Heat up time around 30 mins. Steam power is immense. This is the 9 bar spring but I believe you can get a 6 bar too.

It's a big chunk of machine. Can't remember the exact size but it's available online.

Not sure what else to say other than mention the lever mech. That thing is worth its weight in gold. So cool to watch as it operates


----------



## MildredM (Feb 13, 2017)

joey24dirt said:


> the lever mech.


 Might need a vid of that in action (when you get time) 😁


----------



## 4085 (Nov 23, 2012)

That lever assembly looks interesting. Wonder why they choose that over a straightforward piston. Does it mean you need less grunt t pull it? hat group does it use? Did I read somewhere they have their own in-house one...and why choose a 9 bar spring over the smaller one matey


----------



## joey24dirt (Jan 28, 2017)

MildredM said:


> Might need a vid of that in action (when you get time) 😁


 Will do. I'll get my camera set up when I get chance next


----------



## joey24dirt (Jan 28, 2017)

dfk41 said:


> That lever assembly looks interesting. Wonder why they choose that over a straightforward piston. Does it mean you need less grunt t pull it? hat group does it use? Did I read somewhere they have their own in-house one...and why choose a 9 bar spring over the smaller one matey


 Still requires a decent pull, buy my guess is that's it's direction of movement offers more of a downwards pull rather then pulling out in a larger arc. That's my thoughts but who knows.

As for the spring I just though I'd go for the standard to begin with and see how I got on. Maybe get the other one later down the road if I felt like I would benefit from it.
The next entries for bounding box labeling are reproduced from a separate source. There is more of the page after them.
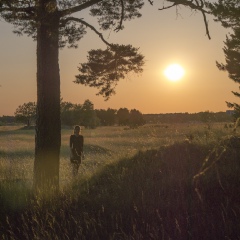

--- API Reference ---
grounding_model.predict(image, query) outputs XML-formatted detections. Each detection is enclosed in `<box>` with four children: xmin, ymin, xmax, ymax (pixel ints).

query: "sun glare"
<box><xmin>164</xmin><ymin>64</ymin><xmax>184</xmax><ymax>82</ymax></box>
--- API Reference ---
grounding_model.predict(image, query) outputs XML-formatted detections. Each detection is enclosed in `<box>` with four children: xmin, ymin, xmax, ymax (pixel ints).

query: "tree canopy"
<box><xmin>0</xmin><ymin>0</ymin><xmax>214</xmax><ymax>191</ymax></box>
<box><xmin>208</xmin><ymin>0</ymin><xmax>240</xmax><ymax>118</ymax></box>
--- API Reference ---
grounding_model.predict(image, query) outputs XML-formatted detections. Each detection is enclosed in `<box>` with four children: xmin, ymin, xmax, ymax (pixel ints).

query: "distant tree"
<box><xmin>117</xmin><ymin>108</ymin><xmax>129</xmax><ymax>126</ymax></box>
<box><xmin>61</xmin><ymin>102</ymin><xmax>82</xmax><ymax>126</ymax></box>
<box><xmin>128</xmin><ymin>109</ymin><xmax>145</xmax><ymax>128</ymax></box>
<box><xmin>14</xmin><ymin>102</ymin><xmax>36</xmax><ymax>127</ymax></box>
<box><xmin>95</xmin><ymin>108</ymin><xmax>117</xmax><ymax>126</ymax></box>
<box><xmin>208</xmin><ymin>0</ymin><xmax>240</xmax><ymax>118</ymax></box>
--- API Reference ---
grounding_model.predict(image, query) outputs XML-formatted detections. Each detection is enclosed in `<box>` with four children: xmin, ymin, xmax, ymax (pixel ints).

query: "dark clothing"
<box><xmin>70</xmin><ymin>135</ymin><xmax>83</xmax><ymax>162</ymax></box>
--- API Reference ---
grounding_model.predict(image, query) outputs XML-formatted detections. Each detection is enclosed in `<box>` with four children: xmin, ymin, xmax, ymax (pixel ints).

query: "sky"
<box><xmin>0</xmin><ymin>4</ymin><xmax>238</xmax><ymax>116</ymax></box>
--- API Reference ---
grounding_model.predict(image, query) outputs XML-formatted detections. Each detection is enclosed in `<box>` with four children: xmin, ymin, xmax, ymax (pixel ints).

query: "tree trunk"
<box><xmin>34</xmin><ymin>0</ymin><xmax>61</xmax><ymax>193</ymax></box>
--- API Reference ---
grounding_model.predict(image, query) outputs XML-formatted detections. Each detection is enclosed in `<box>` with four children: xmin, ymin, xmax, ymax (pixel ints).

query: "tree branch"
<box><xmin>60</xmin><ymin>0</ymin><xmax>103</xmax><ymax>17</ymax></box>
<box><xmin>62</xmin><ymin>17</ymin><xmax>112</xmax><ymax>47</ymax></box>
<box><xmin>115</xmin><ymin>0</ymin><xmax>124</xmax><ymax>32</ymax></box>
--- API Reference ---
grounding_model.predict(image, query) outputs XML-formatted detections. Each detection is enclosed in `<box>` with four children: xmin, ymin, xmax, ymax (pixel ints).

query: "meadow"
<box><xmin>0</xmin><ymin>123</ymin><xmax>240</xmax><ymax>239</ymax></box>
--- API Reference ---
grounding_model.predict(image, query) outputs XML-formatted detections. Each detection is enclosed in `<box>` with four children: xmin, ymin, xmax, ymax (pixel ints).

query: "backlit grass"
<box><xmin>0</xmin><ymin>124</ymin><xmax>240</xmax><ymax>240</ymax></box>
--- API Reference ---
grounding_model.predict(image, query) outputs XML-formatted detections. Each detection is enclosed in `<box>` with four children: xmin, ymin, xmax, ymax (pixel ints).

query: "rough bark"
<box><xmin>34</xmin><ymin>0</ymin><xmax>61</xmax><ymax>193</ymax></box>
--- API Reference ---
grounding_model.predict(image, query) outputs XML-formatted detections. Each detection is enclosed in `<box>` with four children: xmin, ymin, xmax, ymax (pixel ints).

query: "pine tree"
<box><xmin>0</xmin><ymin>0</ymin><xmax>210</xmax><ymax>191</ymax></box>
<box><xmin>208</xmin><ymin>0</ymin><xmax>240</xmax><ymax>118</ymax></box>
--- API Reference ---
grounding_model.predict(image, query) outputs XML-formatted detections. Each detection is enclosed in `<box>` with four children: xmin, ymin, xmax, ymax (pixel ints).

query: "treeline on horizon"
<box><xmin>0</xmin><ymin>100</ymin><xmax>233</xmax><ymax>128</ymax></box>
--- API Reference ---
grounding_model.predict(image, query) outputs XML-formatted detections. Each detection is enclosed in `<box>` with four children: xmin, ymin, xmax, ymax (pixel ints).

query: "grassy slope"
<box><xmin>0</xmin><ymin>124</ymin><xmax>240</xmax><ymax>240</ymax></box>
<box><xmin>2</xmin><ymin>139</ymin><xmax>240</xmax><ymax>239</ymax></box>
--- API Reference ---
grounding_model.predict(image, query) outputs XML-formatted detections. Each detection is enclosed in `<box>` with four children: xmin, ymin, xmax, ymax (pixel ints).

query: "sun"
<box><xmin>164</xmin><ymin>63</ymin><xmax>185</xmax><ymax>82</ymax></box>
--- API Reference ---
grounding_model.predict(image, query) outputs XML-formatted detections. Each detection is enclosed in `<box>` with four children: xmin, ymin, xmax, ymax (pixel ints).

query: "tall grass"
<box><xmin>0</xmin><ymin>124</ymin><xmax>240</xmax><ymax>239</ymax></box>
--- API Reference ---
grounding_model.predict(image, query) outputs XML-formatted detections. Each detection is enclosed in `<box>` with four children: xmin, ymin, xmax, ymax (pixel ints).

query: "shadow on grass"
<box><xmin>0</xmin><ymin>126</ymin><xmax>35</xmax><ymax>136</ymax></box>
<box><xmin>2</xmin><ymin>139</ymin><xmax>240</xmax><ymax>240</ymax></box>
<box><xmin>61</xmin><ymin>144</ymin><xmax>111</xmax><ymax>157</ymax></box>
<box><xmin>0</xmin><ymin>150</ymin><xmax>34</xmax><ymax>160</ymax></box>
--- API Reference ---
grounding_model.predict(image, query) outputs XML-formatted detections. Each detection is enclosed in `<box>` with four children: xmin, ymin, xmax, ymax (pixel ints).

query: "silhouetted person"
<box><xmin>70</xmin><ymin>125</ymin><xmax>84</xmax><ymax>177</ymax></box>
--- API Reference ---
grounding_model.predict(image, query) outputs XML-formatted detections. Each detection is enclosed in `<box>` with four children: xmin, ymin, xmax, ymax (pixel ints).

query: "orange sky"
<box><xmin>0</xmin><ymin>3</ymin><xmax>238</xmax><ymax>116</ymax></box>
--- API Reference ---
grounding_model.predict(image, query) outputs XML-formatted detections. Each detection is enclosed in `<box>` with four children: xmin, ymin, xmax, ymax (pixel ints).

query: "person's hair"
<box><xmin>74</xmin><ymin>125</ymin><xmax>81</xmax><ymax>131</ymax></box>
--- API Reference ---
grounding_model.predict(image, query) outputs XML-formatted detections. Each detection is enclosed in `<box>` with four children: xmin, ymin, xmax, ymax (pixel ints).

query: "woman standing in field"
<box><xmin>70</xmin><ymin>125</ymin><xmax>84</xmax><ymax>177</ymax></box>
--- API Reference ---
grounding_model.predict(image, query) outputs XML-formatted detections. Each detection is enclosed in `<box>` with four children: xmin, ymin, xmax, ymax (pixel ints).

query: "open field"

If you're ever passing down this way feel free to give me a shout and you can have a go.


----------



## 4085 (Nov 23, 2012)

Many thanks Joey.....thats definitely on at some point.......


----------



## coffeechap (Apr 5, 2012)

dfk41 said:


> That lever assembly looks interesting. Wonder why they choose that over a straightforward piston. Does it mean you need less grunt t pull it? hat group does it use? Did I read somewhere they have their own in-house one...and why choose a 9 bar spring over the smaller one matey


 Tante a look at the prestina Dave, this mechanism has been around for a long time. The prestina was built in the 70s and Conti have been making levers for a great deal longer so they know their onions. They even produced a beautiful small lever machine, which the cc101 certainly is not, called the duchesa their groups are all in house which is probably why they chose to use that group.


----------



## catpuccino (Jan 5, 2019)

coffeechap said:


> called the duchesa


 That's not a Prestina?


----------



## coffeechap (Apr 5, 2012)

catpuccino said:


> That's not a Prestina?


 Have look again the top picture is a stripped prestina the duchess had a different group


----------



## mathof (Mar 24, 2012)

dfk41 said:


> @joey24dirt
> 
> It is well known that I have had a few Londiniums but always the original L1 model. I do not particularly like them or the company but there is not an awful lot out there that at first glance would seem any better. I fully accept that the current LR24 is ahead of the game but it also is veering markedly away from the traditional route. So, what really interests me is a technical comparison of say the L1 and this, and why you bought this Joey as opposed to going down the L1 route.
> 
> It is about time someone brought out some opposition that is good enough to take them on, so please do keep us fully up to speed, and no ooh aah its shiny crap either!


 The Izzo Alex Leva is quite popular on Home-Barista. It certainly looks the business.


----------